Numa canetada, o presidente dos EUA, Donald Trump, decretou o retorno do mundo ao século 19. Se Mao Tsé-tung condenou à fome quase 45 milhões de chineses com seu Grande Salto para a Frente, o plano de industrialização forçada que arruinou a China entre 1958 e 1962, Trump deu o que se pode chamar de “Grande Salto para Trás”, para forçar a reindustrialização dos EUA à custa da globalização – que durante décadas ajudou a construir a pujança americana.
O “Dia da Libertação” anunciado por Trump elevou as barreiras tarifárias de seu país a um nível acima do verificado na época da Grande Depressão e mesmo no século 19. Segundo Trump, os EUA se “libertaram” neste momento das nações que têm “saqueado, pilhado, estuprado e roubado” os americanos. Nada mais falso.

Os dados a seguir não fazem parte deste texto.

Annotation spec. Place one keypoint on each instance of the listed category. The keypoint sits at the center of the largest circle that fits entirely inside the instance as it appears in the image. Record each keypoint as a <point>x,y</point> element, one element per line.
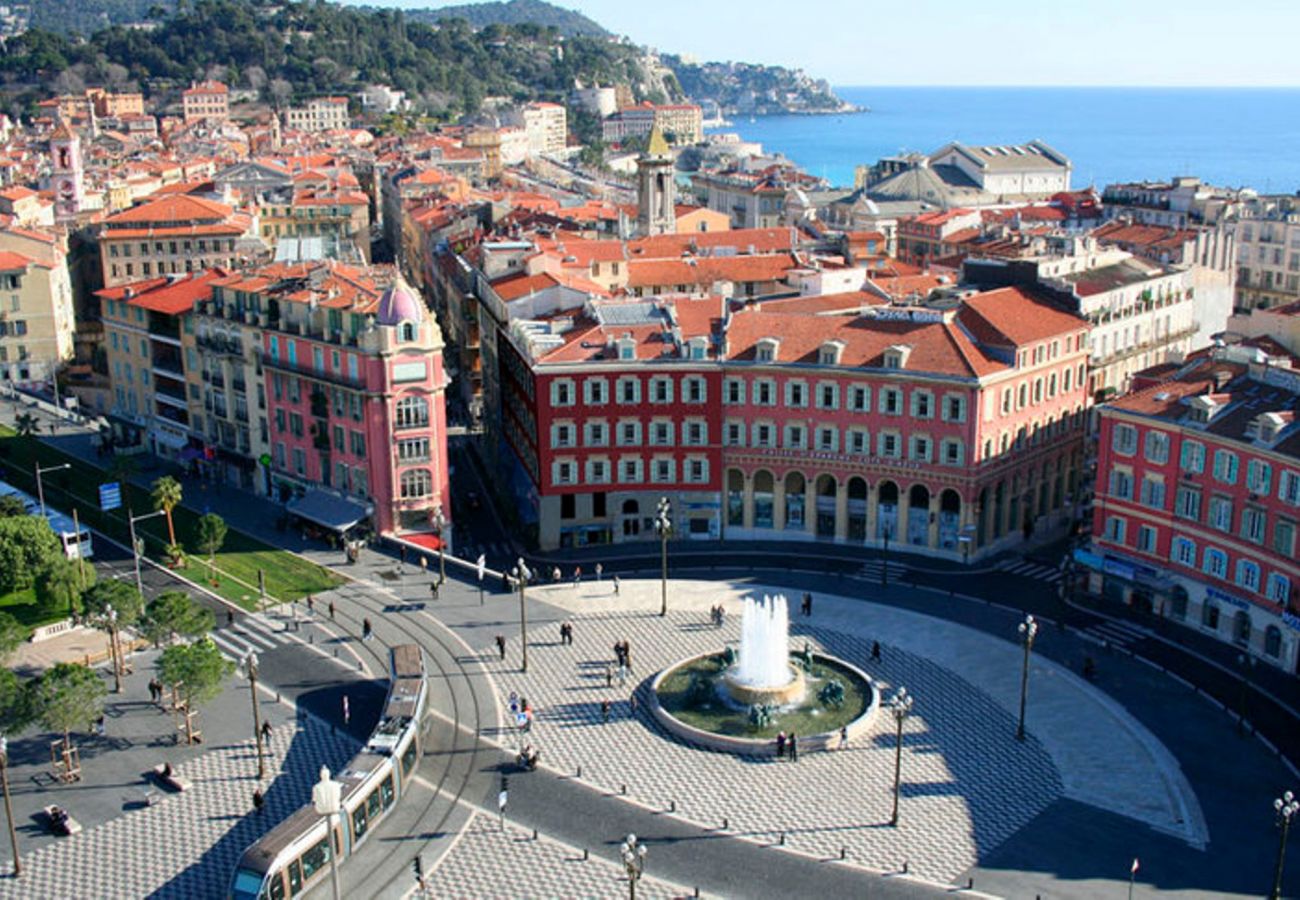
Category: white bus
<point>76,541</point>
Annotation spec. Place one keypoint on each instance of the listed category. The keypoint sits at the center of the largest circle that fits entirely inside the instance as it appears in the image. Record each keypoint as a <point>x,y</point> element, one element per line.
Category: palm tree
<point>167,497</point>
<point>26,424</point>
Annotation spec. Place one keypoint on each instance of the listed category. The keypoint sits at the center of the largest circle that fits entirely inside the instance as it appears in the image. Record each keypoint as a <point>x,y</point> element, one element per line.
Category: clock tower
<point>65,172</point>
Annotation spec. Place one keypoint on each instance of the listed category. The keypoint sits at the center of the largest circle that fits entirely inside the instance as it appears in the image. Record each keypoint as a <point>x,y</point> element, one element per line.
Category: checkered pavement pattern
<point>967,784</point>
<point>490,864</point>
<point>186,846</point>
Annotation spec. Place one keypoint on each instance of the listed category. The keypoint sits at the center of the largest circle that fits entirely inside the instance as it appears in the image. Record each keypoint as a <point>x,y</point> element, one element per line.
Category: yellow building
<point>37,319</point>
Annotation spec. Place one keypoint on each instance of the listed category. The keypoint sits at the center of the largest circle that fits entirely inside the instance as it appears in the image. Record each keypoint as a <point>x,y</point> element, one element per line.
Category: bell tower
<point>65,172</point>
<point>657,200</point>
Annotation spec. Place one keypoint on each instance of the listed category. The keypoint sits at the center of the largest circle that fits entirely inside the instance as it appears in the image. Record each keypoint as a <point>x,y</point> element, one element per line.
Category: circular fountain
<point>739,701</point>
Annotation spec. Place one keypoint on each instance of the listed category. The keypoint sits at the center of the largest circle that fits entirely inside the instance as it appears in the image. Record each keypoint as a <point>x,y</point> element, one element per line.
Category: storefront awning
<point>329,510</point>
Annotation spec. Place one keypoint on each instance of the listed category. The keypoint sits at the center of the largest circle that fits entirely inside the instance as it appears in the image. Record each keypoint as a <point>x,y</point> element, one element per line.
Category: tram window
<point>315,859</point>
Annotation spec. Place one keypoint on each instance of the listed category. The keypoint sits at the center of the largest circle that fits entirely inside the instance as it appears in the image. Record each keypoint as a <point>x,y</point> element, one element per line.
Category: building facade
<point>1199,501</point>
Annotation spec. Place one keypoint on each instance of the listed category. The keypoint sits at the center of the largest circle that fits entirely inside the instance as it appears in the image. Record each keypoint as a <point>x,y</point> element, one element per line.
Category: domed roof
<point>399,303</point>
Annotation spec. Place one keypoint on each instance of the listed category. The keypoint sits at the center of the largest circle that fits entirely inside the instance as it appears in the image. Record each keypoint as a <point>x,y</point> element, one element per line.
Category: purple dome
<point>399,303</point>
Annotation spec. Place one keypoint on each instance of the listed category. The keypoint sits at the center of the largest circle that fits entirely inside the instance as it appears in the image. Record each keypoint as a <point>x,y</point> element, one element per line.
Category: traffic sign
<point>109,496</point>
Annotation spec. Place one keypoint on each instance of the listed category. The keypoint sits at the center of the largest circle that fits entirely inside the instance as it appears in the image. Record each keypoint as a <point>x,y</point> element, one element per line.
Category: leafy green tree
<point>121,596</point>
<point>27,424</point>
<point>12,634</point>
<point>27,548</point>
<point>167,496</point>
<point>195,671</point>
<point>68,697</point>
<point>174,614</point>
<point>209,533</point>
<point>60,587</point>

A integração arquitetada pelos líderes do pós-guerra, com os EUA à frente, foi justamente uma reação à fragmentação da primeira metade do século 20 que contribuiu para a Depressão e a 2.ª Guerra. Ao invés de um nacionalismo econômico de soma zero, projetou-se uma cooperação global de soma positiva, na qual cada país venderia livremente o que produz de melhor para comprar o que os outros produzem de melhor, participando um do sucesso do outro, fortalecendo laços de confiança e cimentando a estabilidade geopolítica. Com a queda do Muro de Berlim, esse movimento, até então circunscrito ao Ocidente e seus parceiros, assumiu um caráter verdadeiramente global. Nunca na história humana a pobreza, o analfabetismo e a mortalidade infantil caíram tanto como nos últimos 35 anos.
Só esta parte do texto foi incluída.